Kita akan lebih kuat melaksanakan sesuatu bila sudah
sadar bahwa itu memang keharusan. Seorang anak akan rajin belajar dengan
sendirinya bila menyadari bahwa belajar itu penting karena akan menentukan masa
depannya sendiri, tanpa harus disuruh-suruh. Seorang perempun Muslim yang sudah
menutup aurat dengan benar dan konsisten itu karena ada kesadaran dalam
dirinya. Sementara yang belum juga karena belum adanya kesadaran dalam dirinya.
Bila diri belum sadar, walaupun ceramah didengarkan setiap hari, walaupun ayat
Al-Qur’an dibacakan ratusan kali, tetap saja seseorang tidak akan tergerak
melaksanakan sebuah keharusan.
Menutup aurat sesungguhnya adalah persoalan memuliakan
harga diri perempuan. Dalam Islam, perempuan itu makhluk yang mulia dan
dimuliakan. Dengan menutup aurat, agama bermaksud menjaga harga diri, martabat
dan kehormatannya.
Ilustrasi yang paling tepat mengibaratkan perempuan
Muslim adalah perhiasan atau barang mahal. Barang mahal memiliki ciri-ciri: (1)
dijual di toko berkelas, (2) disimpan di etalase yang hanya bisa dipandang
dibalik kaca, (3) disegel, tidak bisa dibuka dan disentuh isinya, (4) tidak
bisa dicoba dulu, (5) harganya mahal dengan jaminan memuaskan, dan (6) bergaransi.
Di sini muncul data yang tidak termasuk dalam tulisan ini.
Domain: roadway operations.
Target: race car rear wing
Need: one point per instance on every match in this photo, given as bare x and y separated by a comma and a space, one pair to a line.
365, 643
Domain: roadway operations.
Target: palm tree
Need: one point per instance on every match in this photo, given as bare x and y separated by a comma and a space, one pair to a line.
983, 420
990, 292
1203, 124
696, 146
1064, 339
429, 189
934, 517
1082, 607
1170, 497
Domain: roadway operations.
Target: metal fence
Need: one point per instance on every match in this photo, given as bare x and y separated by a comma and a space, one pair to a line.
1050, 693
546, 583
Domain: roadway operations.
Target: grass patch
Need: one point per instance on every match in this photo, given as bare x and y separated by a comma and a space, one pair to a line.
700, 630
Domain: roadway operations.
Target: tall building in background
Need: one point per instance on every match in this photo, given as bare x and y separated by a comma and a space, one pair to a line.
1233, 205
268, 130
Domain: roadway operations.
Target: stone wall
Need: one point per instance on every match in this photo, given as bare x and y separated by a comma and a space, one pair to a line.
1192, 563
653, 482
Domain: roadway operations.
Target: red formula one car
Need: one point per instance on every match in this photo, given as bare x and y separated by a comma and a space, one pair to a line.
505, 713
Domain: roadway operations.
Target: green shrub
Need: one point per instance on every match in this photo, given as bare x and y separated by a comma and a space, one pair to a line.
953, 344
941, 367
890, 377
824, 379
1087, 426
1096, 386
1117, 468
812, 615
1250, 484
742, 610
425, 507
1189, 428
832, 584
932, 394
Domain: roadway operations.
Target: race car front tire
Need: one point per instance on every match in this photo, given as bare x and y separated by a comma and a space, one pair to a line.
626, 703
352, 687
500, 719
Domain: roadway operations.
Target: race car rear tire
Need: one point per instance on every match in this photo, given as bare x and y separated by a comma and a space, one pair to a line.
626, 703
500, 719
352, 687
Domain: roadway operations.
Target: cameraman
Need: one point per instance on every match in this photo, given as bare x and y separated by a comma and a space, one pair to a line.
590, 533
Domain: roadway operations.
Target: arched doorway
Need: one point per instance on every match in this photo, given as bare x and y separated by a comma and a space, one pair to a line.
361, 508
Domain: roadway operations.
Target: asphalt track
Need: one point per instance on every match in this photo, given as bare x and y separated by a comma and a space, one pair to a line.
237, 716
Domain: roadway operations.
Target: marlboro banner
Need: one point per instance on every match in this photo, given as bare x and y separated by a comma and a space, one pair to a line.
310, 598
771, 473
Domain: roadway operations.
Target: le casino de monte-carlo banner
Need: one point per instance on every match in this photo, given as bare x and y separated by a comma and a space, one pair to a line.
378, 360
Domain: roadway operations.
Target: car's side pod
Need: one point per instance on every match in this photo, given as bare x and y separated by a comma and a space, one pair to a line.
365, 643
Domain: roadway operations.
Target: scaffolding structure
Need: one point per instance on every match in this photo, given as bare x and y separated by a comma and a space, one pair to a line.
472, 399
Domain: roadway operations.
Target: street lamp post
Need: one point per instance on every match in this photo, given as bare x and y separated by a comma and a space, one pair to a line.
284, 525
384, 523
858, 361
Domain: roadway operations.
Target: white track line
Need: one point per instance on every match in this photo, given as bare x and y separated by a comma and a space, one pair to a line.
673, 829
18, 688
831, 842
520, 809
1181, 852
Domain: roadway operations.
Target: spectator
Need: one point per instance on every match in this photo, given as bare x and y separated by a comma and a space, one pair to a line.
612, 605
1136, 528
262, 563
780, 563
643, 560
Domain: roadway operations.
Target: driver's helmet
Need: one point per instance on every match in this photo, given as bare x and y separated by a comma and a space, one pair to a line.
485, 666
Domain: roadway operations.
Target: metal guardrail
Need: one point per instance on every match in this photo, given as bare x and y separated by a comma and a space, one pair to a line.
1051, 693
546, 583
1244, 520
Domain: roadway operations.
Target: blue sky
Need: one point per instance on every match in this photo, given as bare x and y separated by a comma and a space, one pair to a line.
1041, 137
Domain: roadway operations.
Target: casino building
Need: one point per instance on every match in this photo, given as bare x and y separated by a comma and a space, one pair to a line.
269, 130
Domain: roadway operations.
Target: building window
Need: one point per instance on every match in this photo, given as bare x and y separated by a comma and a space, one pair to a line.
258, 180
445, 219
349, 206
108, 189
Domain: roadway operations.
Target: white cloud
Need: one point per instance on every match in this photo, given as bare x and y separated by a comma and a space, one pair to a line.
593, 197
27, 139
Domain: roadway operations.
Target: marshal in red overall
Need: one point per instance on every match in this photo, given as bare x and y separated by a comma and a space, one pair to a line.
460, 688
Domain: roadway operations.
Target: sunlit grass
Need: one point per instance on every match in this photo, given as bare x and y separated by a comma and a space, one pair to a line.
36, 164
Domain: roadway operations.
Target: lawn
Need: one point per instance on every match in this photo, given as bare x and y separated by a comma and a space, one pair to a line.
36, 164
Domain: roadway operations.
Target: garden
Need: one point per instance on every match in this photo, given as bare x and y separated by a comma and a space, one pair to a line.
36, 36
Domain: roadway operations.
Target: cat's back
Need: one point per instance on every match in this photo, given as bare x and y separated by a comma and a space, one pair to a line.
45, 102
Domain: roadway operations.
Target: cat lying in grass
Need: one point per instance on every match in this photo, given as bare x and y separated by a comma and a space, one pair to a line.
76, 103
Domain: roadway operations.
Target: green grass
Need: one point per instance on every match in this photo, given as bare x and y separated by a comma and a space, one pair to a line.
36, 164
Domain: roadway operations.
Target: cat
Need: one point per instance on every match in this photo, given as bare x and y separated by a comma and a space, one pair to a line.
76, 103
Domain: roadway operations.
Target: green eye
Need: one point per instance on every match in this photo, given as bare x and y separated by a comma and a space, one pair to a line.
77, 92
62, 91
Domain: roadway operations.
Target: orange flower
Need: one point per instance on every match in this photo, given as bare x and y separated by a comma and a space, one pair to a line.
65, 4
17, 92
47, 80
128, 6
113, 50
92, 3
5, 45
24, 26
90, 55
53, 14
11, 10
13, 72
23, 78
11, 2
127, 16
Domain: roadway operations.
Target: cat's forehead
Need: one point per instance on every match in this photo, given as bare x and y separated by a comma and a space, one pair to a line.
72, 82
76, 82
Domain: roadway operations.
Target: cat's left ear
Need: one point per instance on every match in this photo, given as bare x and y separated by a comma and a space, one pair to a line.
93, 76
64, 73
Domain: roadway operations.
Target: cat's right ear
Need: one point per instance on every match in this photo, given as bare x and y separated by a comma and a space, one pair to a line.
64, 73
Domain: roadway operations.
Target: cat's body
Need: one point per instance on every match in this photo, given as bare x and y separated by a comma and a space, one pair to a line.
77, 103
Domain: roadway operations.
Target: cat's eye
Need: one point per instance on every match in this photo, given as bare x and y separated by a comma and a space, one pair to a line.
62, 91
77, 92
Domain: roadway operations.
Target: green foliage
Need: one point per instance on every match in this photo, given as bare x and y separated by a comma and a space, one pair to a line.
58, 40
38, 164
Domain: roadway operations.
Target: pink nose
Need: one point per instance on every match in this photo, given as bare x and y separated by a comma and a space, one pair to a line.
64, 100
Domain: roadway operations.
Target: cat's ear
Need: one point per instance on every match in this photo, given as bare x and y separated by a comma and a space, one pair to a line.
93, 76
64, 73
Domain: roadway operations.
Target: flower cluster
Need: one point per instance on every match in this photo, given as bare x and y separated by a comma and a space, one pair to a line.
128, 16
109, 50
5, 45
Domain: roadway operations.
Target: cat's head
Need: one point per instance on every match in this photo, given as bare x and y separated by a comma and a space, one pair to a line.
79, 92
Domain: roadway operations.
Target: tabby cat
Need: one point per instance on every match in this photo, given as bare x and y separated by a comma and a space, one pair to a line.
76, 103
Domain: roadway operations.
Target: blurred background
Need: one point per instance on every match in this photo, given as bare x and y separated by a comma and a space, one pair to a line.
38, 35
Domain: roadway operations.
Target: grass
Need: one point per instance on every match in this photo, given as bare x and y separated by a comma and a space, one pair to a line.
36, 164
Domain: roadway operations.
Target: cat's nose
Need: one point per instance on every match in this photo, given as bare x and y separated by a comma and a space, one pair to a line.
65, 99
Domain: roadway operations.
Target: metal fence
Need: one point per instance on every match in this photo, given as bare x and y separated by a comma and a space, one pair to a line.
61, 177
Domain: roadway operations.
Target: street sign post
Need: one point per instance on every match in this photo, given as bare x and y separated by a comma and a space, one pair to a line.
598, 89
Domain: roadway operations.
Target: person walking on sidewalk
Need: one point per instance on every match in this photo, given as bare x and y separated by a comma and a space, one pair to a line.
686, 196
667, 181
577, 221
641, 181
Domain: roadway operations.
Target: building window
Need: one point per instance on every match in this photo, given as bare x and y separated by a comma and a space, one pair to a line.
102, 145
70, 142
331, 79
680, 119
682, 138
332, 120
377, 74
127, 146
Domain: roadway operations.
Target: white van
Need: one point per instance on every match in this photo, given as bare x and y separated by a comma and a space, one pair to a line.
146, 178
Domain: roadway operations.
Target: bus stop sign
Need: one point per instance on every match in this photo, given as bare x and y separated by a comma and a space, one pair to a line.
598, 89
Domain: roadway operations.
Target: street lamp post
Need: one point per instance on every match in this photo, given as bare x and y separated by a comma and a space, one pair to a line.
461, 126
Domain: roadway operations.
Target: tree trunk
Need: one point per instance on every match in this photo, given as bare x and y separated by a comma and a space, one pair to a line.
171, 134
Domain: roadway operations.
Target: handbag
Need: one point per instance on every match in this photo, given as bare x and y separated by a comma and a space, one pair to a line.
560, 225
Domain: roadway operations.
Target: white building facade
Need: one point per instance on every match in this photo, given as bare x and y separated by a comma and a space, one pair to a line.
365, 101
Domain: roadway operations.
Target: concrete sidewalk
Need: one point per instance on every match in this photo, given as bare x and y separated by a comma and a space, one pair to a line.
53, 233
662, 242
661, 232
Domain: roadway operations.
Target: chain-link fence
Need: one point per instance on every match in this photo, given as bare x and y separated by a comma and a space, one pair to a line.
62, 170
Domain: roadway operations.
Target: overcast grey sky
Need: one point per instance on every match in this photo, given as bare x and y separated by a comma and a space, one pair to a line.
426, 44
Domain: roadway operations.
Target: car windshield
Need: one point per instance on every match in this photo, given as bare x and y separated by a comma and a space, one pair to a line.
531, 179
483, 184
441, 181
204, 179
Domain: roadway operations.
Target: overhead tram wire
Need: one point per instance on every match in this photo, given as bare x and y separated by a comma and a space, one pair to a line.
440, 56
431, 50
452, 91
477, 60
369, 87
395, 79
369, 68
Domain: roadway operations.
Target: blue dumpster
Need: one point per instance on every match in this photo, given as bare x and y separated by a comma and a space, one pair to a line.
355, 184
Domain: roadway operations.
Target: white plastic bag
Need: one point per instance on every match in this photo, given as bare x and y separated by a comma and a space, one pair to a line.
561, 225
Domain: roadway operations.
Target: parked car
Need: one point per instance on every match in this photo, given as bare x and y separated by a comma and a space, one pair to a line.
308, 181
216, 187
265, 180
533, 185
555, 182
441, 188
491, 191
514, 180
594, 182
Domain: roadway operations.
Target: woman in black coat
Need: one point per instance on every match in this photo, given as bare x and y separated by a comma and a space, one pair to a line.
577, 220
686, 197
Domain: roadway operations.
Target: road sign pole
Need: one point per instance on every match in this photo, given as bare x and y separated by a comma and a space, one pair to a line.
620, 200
Kebalikan dari barang mahal adalah barang murah. Ciri-cirinya: (1) adanya di
toko murah, di emperan atau di pasar, (2) tidak disegel, (3) diobral, (4) boleh
dicoba, bebas disentuh-sentuh, dipegang-pegang, dicoba berulang kali oleh
banyak orang, (5) setelah dicoba boleh tidak jadi dibeli, (6) tidak ada
garansi. Islam memperlakukan perempuan persis seperti barang mahal
tersebut.
Diibaratkan dua jenis barang tadi, “toko berkelas”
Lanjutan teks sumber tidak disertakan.